System for finding Danish webpages outside the .dk domain
The system consists of a ROOT tomcat application (the webapp) running on port 8080, with three embedded workflows
- a filtering workflow - used to reject undesirable seeds
- a harvesting workflow, that makes small single seed harvests using a local NetarchiveSuite system.
- a cacheupdate-workflow, that caches regularly counts for each seeds, criteriaresults, and harvests.
Note that the webapp file webdanica-webapp-war-$RELEASE.war on the releases page is the tomcat application file, and the file containing libraries (in WEB-INF/lib) used by the tools and automatic-workflow.
The result of the harvesting workflow is harvestlogs, read by an automatic analysis workflow, that from these harvestlogs
- makes parsedText out of the warc.gz files from heritrix3, and then
- does criteria-analysis on this text, and finally
- ingest the results into the database.
The database backend is HBase (currently 1.1) through Apache Phoenix. Building the code has the following requirement in webdanica-core/pom.xml
<dependency>
<groupId>org.apache.phoenix</groupId>
<artifactId>phoenix-core</artifactId>
<version>4.7.0-HBase-1.1</version>
<scope>provided</scope>
</dependency>
Being 'provided' means, that is not downloaded and among the libs included in the produced war-file. You should locate the phoenix-client-jar used with your cluster, and use this instead of the previously used phoenix-4.7.0-HBase-1.1-client.jar. We are currently used Horton Works, and their phoenix-client-jar is located here: /usr/hdp/current/phoenix-client/phoenix-client.jar
Describing the installation of hbase is considered out of scope for this manual.

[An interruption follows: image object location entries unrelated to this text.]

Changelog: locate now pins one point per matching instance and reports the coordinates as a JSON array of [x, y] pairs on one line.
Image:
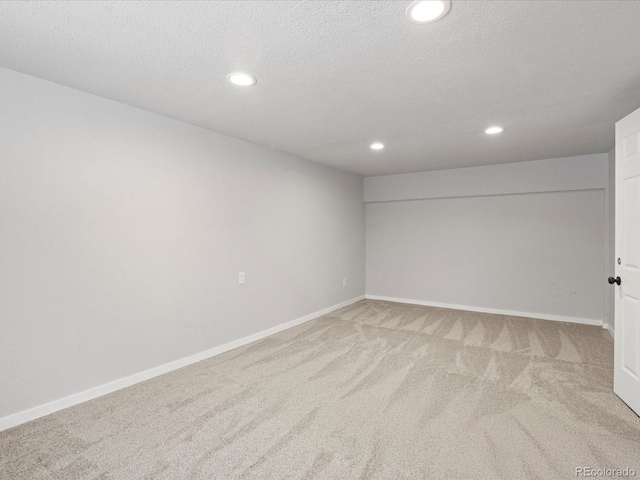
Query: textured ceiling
[[335, 75]]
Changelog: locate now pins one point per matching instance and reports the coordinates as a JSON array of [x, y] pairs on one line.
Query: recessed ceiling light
[[426, 11], [241, 79], [493, 130]]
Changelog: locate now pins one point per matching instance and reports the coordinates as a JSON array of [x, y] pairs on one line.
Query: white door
[[626, 382]]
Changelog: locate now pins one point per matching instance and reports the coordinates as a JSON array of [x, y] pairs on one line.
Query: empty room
[[319, 239]]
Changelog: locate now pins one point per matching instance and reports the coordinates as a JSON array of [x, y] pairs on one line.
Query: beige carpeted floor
[[375, 390]]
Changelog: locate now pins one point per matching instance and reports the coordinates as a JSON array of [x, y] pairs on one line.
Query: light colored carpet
[[375, 390]]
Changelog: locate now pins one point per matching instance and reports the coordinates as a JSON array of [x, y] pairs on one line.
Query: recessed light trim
[[242, 79], [427, 11], [494, 130]]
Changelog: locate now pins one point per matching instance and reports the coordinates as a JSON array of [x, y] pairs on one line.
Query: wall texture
[[122, 234], [494, 245]]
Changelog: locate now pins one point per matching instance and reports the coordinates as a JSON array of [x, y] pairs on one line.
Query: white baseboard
[[542, 316], [610, 329], [71, 400]]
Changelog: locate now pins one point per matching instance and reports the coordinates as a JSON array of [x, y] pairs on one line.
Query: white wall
[[122, 234], [526, 238]]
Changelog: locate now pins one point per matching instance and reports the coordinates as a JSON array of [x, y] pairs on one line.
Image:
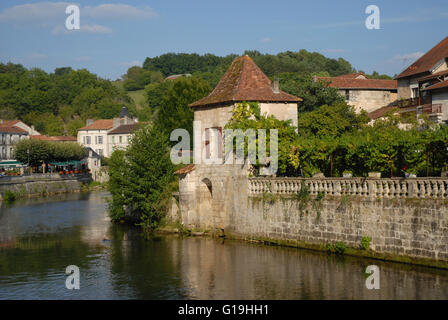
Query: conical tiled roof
[[244, 81], [124, 112], [428, 60]]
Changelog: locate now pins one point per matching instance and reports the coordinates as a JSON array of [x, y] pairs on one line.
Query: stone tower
[[209, 193]]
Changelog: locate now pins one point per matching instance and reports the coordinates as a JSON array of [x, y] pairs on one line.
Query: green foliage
[[9, 197], [52, 101], [174, 110], [365, 243], [331, 121], [137, 78], [297, 62], [140, 179], [315, 93], [338, 248], [36, 152], [155, 92], [247, 116]]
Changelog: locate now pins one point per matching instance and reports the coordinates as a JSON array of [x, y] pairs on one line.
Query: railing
[[377, 188], [413, 102]]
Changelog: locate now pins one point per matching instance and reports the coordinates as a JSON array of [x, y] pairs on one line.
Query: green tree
[[32, 152], [174, 110], [315, 93], [141, 177]]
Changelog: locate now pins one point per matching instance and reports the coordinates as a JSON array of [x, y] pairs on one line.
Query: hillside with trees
[[59, 103]]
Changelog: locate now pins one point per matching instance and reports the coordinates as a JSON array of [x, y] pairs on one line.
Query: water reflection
[[40, 237]]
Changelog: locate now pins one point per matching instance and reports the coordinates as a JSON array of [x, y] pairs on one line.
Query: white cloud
[[118, 11], [132, 64], [333, 50], [85, 28], [37, 56], [52, 14], [40, 12], [82, 59], [408, 57]]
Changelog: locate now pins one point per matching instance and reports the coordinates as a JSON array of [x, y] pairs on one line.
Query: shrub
[[9, 196], [365, 243]]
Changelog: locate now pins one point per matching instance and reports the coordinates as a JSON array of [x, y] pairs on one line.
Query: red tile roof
[[102, 124], [352, 75], [125, 128], [352, 83], [380, 112], [428, 60], [440, 85], [11, 129], [434, 75], [244, 81], [185, 170], [54, 138], [9, 122]]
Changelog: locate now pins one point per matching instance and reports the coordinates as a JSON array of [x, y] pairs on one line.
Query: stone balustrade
[[436, 188]]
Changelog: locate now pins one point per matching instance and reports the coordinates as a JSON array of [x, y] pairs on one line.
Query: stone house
[[10, 134], [210, 193], [96, 133], [119, 137], [423, 86], [20, 124], [364, 93], [61, 139]]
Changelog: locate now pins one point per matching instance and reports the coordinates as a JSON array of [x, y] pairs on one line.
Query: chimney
[[275, 86], [116, 122]]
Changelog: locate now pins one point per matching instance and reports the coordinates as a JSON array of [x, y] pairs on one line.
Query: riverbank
[[338, 249], [38, 185]]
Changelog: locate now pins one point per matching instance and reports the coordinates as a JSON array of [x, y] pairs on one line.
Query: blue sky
[[115, 35]]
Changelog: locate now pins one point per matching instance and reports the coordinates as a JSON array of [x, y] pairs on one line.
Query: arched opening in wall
[[205, 203], [208, 183]]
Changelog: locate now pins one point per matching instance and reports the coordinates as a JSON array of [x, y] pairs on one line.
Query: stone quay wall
[[406, 219], [42, 184]]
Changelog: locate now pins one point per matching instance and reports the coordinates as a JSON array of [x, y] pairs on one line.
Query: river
[[39, 238]]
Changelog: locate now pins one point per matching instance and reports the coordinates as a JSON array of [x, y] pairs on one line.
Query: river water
[[39, 238]]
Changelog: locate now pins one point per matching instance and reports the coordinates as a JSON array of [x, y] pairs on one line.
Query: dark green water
[[40, 238]]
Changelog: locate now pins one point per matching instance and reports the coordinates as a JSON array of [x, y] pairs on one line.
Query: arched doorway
[[205, 203]]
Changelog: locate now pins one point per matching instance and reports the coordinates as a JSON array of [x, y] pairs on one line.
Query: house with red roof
[[207, 191], [363, 93], [105, 135], [9, 135], [423, 86]]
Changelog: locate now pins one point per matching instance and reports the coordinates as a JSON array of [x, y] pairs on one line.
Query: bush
[[9, 196], [140, 179], [365, 243]]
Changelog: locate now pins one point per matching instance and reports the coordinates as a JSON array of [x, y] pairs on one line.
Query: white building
[[105, 135]]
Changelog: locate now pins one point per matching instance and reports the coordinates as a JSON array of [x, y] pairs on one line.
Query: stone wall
[[406, 219], [370, 100], [42, 184]]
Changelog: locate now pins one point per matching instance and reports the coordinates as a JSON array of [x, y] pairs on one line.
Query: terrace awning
[[10, 164], [68, 163]]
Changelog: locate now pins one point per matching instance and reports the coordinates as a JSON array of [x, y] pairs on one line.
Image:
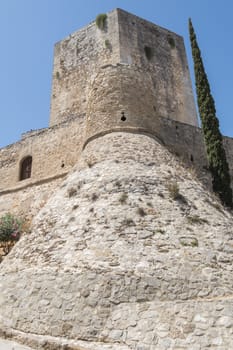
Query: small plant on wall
[[101, 20], [11, 228]]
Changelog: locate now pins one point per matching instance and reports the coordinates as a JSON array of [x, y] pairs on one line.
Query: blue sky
[[30, 28]]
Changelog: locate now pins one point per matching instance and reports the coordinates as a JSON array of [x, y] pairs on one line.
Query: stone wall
[[115, 261], [54, 152], [77, 60], [130, 66]]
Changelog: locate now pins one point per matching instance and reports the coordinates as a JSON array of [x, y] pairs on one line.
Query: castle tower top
[[128, 69]]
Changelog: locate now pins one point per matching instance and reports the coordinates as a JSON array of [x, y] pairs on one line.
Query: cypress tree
[[216, 155]]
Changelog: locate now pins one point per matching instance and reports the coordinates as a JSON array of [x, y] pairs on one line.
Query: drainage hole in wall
[[123, 118]]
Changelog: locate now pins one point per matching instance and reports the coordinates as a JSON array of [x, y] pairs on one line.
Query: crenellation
[[130, 76]]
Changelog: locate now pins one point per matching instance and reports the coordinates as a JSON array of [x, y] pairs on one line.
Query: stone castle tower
[[125, 75], [128, 249]]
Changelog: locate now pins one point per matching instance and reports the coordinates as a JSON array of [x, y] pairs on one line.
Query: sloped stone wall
[[114, 259]]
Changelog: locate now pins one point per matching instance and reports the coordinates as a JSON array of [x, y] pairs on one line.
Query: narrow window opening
[[26, 168], [123, 118], [148, 52]]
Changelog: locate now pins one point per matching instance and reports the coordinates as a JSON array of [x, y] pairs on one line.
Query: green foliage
[[101, 20], [213, 139], [10, 228]]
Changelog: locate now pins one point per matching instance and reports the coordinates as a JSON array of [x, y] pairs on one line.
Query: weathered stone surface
[[110, 261]]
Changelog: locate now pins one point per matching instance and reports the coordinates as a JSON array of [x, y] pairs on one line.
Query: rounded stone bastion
[[129, 253]]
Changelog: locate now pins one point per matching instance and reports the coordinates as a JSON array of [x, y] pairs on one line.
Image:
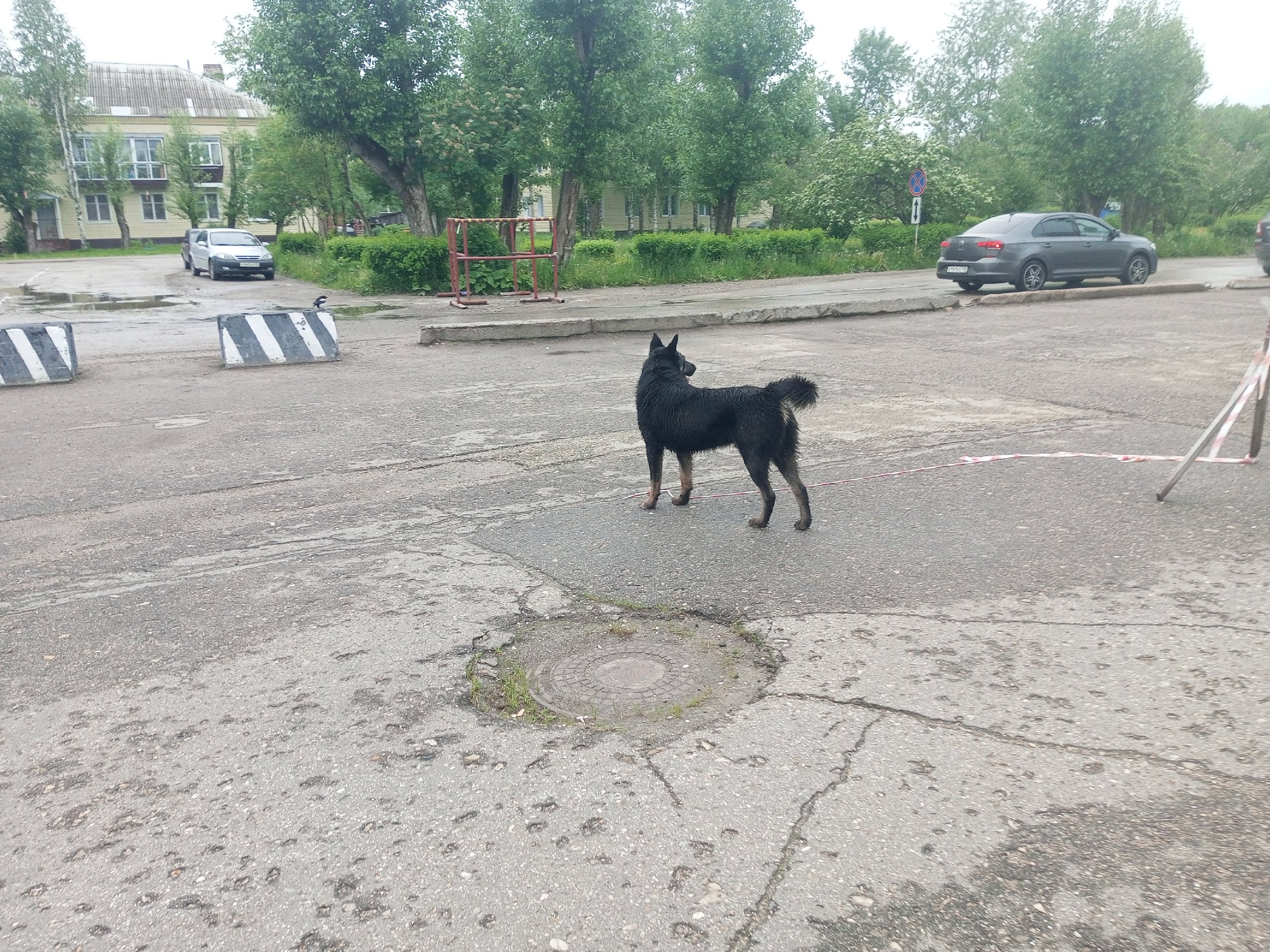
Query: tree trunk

Creating the webdanica-tables in hbase are done using the psql.py script and the create-scripts found here: scripts/hbase-phoenix
Please use the scripts from the sourcecode attached to the release on https://github.com/netarchivesuite/webdanica/releases, as the scripts on github could be newer.
There are the following create scripts for each of the required hbase tables
- create_blacklists.sql
- create_criteria_results.sql
- create_domains.sql
- create_harvests.sql
- create_ingestlog.sql
- create_seeds.sql
Sample command to create the blacklists table with connectionstring=kb-test-hadoop-01.kb.dk:2181:/hbase e.g. psql.py kb-test-hadoop-01.kb.dk:2181:/hbase create_blacklists.sql
Building the war-file - The WEB-INF/lib folder in the war-file is used as standard lib folder for the webdanica-tools and the scripts of the automatic and manual workflows.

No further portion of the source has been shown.